Así como cualquier tipo que vemos en la feria con una bolsa puede haber ganado el PRODE o el Gordo de Navidad, un día el jefe de Gabinete, como quien no quiere la cosa, encontró un pendrive. Y resulta que ese pendrive no tenía fotos de las vacaciones 2018 en Villa Gesell, sino… ¡u$s500.000! Vaya suerte, diría un jefe de Estado. Los periodistas, los del 95% y los del 5%, si algo tienen en sus vidas son viejos pendrives. Con formas de autos, de corazones, de marcas de consumo masivo. Pendrives por todos lados, porque durante años, antes de que la nube permitiera difundir fácilmente “kits de prensa” con fotos y gacetillas, solían entregarse con esos pequeños dispositivos. En general, se regalaban a un familiar que necesitaba almacenar canciones para reproducir en el auto o incluso algún estudio médico. O se vaciaban y se llenaban de las fotos en Villa Gesell. O de Aruba, por qué no. Pero nadie, ni los del 95% ni los del 5%, encontró jamás un bitcoin, una fracción de bitcoin o una foto de un pagaré. Al menos que se sepa.

Pero el “Vaya suerte” que diría aquel jefe de Estado no se termina allí. ¿Quién acaso no tuvo una vecina jubilada? O más. Todos. Una anciana sola a la que a lo sumo se la ayudaba a cargar las bolsas de las compras o subir los escalones del rellano. Lo que es más difícil, acaso, es conocer jubiladas que amablemente presten u$s200.000, ¡y sin intereses! Tasa cero, de esas que cada tanto lanza alguna automotriz para vender autos en tiempos de vacas flacas o de excesiva competencia. Pero las vacas y los departamentos en Caballito no suelen relacionarse. Ni vacas flacas ni gordas. “Fue una operación entre amigos”, dijo Adorni. Pero las señoras, buenazas, dijeron que nunca en su vida lo habían visto. ¡Ah, quién pudiera hacer amigos tan fácil!

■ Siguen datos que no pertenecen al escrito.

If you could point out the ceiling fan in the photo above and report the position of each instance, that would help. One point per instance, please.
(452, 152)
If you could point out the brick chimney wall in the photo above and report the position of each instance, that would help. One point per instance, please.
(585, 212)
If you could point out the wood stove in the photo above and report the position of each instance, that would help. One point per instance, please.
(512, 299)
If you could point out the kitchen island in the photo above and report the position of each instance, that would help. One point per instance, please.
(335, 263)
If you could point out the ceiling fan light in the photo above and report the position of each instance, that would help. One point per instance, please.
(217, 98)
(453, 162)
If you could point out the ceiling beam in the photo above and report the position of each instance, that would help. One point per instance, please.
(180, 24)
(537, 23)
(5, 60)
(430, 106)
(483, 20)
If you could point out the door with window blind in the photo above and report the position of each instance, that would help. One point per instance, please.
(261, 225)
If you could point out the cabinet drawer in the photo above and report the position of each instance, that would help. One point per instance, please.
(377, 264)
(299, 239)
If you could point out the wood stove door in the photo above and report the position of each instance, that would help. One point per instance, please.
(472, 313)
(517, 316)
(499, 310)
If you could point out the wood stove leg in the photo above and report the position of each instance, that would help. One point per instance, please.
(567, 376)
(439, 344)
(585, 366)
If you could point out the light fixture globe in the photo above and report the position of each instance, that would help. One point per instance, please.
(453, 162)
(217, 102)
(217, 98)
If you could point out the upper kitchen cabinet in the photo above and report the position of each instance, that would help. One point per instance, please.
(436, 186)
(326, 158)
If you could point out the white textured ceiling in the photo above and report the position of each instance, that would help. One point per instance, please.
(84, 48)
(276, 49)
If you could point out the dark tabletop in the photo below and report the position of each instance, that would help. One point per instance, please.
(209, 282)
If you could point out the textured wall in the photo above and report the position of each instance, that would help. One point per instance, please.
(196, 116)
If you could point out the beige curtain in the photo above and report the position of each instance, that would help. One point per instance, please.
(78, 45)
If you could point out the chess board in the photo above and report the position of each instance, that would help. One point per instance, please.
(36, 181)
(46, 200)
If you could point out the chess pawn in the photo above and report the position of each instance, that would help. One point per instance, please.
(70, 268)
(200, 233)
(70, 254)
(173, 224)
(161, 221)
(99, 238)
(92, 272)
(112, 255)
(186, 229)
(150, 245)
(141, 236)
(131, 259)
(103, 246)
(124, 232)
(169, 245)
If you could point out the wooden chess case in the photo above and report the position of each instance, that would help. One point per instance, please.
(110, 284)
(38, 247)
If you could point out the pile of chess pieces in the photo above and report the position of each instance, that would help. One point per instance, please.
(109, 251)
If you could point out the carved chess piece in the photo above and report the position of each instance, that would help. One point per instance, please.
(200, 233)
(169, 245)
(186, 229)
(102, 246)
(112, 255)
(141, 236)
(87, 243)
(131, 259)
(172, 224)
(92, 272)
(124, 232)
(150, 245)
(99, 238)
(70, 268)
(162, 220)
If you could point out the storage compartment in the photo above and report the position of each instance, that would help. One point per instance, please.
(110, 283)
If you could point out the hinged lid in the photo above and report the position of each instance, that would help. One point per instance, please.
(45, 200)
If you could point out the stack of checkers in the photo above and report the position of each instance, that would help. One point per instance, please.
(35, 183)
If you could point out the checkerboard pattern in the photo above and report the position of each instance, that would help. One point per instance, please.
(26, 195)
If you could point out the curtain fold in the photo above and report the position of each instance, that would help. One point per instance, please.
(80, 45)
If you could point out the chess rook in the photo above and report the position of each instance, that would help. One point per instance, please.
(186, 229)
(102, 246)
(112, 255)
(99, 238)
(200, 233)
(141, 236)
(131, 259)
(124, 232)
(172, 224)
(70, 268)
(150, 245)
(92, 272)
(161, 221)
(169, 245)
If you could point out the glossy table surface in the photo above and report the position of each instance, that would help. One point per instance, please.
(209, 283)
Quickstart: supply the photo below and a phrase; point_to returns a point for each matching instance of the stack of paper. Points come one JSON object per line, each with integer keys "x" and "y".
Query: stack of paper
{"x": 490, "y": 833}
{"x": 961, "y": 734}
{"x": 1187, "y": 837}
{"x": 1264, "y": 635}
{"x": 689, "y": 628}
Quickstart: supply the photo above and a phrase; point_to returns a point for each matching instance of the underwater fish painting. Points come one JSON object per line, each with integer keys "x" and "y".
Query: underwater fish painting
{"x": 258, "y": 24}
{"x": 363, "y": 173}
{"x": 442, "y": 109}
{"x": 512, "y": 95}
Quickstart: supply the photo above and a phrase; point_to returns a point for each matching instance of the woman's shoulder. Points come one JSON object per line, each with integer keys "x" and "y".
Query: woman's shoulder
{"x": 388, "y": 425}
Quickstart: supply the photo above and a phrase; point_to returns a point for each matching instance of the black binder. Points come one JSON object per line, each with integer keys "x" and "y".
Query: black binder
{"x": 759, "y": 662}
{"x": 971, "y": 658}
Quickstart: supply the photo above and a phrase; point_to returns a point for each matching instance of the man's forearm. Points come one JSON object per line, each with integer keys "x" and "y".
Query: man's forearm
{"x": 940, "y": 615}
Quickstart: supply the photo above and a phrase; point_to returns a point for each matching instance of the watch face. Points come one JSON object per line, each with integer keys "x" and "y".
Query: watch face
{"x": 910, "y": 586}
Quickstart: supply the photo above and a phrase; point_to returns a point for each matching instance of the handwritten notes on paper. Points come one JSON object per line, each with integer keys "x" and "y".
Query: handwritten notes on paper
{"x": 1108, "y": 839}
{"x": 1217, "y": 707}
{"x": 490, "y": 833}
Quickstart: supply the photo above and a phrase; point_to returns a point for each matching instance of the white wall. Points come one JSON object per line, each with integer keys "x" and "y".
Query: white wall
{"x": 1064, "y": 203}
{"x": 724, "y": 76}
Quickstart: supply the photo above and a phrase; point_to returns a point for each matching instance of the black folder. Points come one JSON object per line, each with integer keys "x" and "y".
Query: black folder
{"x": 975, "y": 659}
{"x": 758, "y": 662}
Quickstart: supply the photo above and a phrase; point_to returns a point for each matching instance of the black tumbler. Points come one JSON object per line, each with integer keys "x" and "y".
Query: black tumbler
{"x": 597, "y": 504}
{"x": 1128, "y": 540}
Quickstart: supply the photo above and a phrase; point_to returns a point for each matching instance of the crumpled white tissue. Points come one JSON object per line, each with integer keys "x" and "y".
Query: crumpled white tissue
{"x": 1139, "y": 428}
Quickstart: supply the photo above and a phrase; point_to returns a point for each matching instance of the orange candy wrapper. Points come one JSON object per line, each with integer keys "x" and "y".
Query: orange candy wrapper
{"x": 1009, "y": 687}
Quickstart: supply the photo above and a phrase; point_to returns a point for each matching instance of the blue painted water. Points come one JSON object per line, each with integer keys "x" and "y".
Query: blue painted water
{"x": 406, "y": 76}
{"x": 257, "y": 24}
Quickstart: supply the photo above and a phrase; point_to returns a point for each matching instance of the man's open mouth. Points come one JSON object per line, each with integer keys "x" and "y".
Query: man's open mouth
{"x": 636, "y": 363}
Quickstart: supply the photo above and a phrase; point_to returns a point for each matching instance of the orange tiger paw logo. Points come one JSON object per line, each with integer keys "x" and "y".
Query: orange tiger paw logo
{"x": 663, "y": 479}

Supongamos que la tómbola metafórica haya sido creada a medida del jefe de Gabinete. Que la fortuna sea acumulativa y permita encontrar un pendrive y dos abuelas que aporten cientos de miles de dólares en una misma vida. Cualquier mortal se daría por satisfecho y tendría una historia que contar, echado en una reposera, a quien quiera escuchar. ¿Pero qué sucede si se añaden más azares, otra lluvia de dinero a una billetera (virtual o real) que parecía destinada a archivar más fotos carnet que billetes? Sí, puede pasar también. A Adorni le pasó, de hecho. Deambulando por un departamento heredado en La Plata, el buen hombre divisó un fajo. No eran facturas por pagar (o pagas) de agua, gas, luz o teléfono, como las que encontraría el grueso de los mortales. ¡Albricias! Eran, créase o no, dólares.

Pero acá sí tocó perder. O eso parecía. Porque resulta que el departamento tenía una hipoteca de u$s22.000. Sin embargo, quién no le hace un corte de manga a una hipoteca. Ese inmueble que se encuentra en el centro de la capital bonaerense tenía, como mínimo, hasta 2025, un pedido de ejecución hipotecaria que quedó expuesto en la causa iniciada en 2002 por Liliana Nora Brittánnico y Esther Vecchiola de Brittannico. De hecho, el jefe de Gabinete lo afirma en un viejo tuit, antes de la fama actual, cuando menciona una “hipoteca impaga”. Pero las acreedoras tenían, según el expediente, “desinterés” en cobrar. Y, claro, si tenían desinterés, para qué pagarles. En este mundo donde cualquiera es capaz de clavarle un puñal al prójimo por el vil metal, qué placer encontrar este tipo de criaturas, precapitalistas, desprendidas de lo material, cultoras del altruismo en su forma más pura. Y, quién pudiera, como Adorni, cruzarlas en el camino.

El resto son minucias. Un amigo que, por el solo hecho de honrar la amistad, destine parte de su magro salario de trabajador de medios a contratar un avión privado para que ese par doliente pueda viajar a Punta del Este sin pasar por largas colas del check in en Aeroparque o Ezeiza. ¿A quién no le pasó?

Hombre de suerte el jefe de Gabinete. Envidiable, tanto que algunos lo cuestionan. Pero si la vida es una tómbola, no todos ganan. La mayoría pierde. Y los abatidos seguro cantan, aunque más no sea para sus adentros: Si yo fuera Manuel Adorni, viviría como él.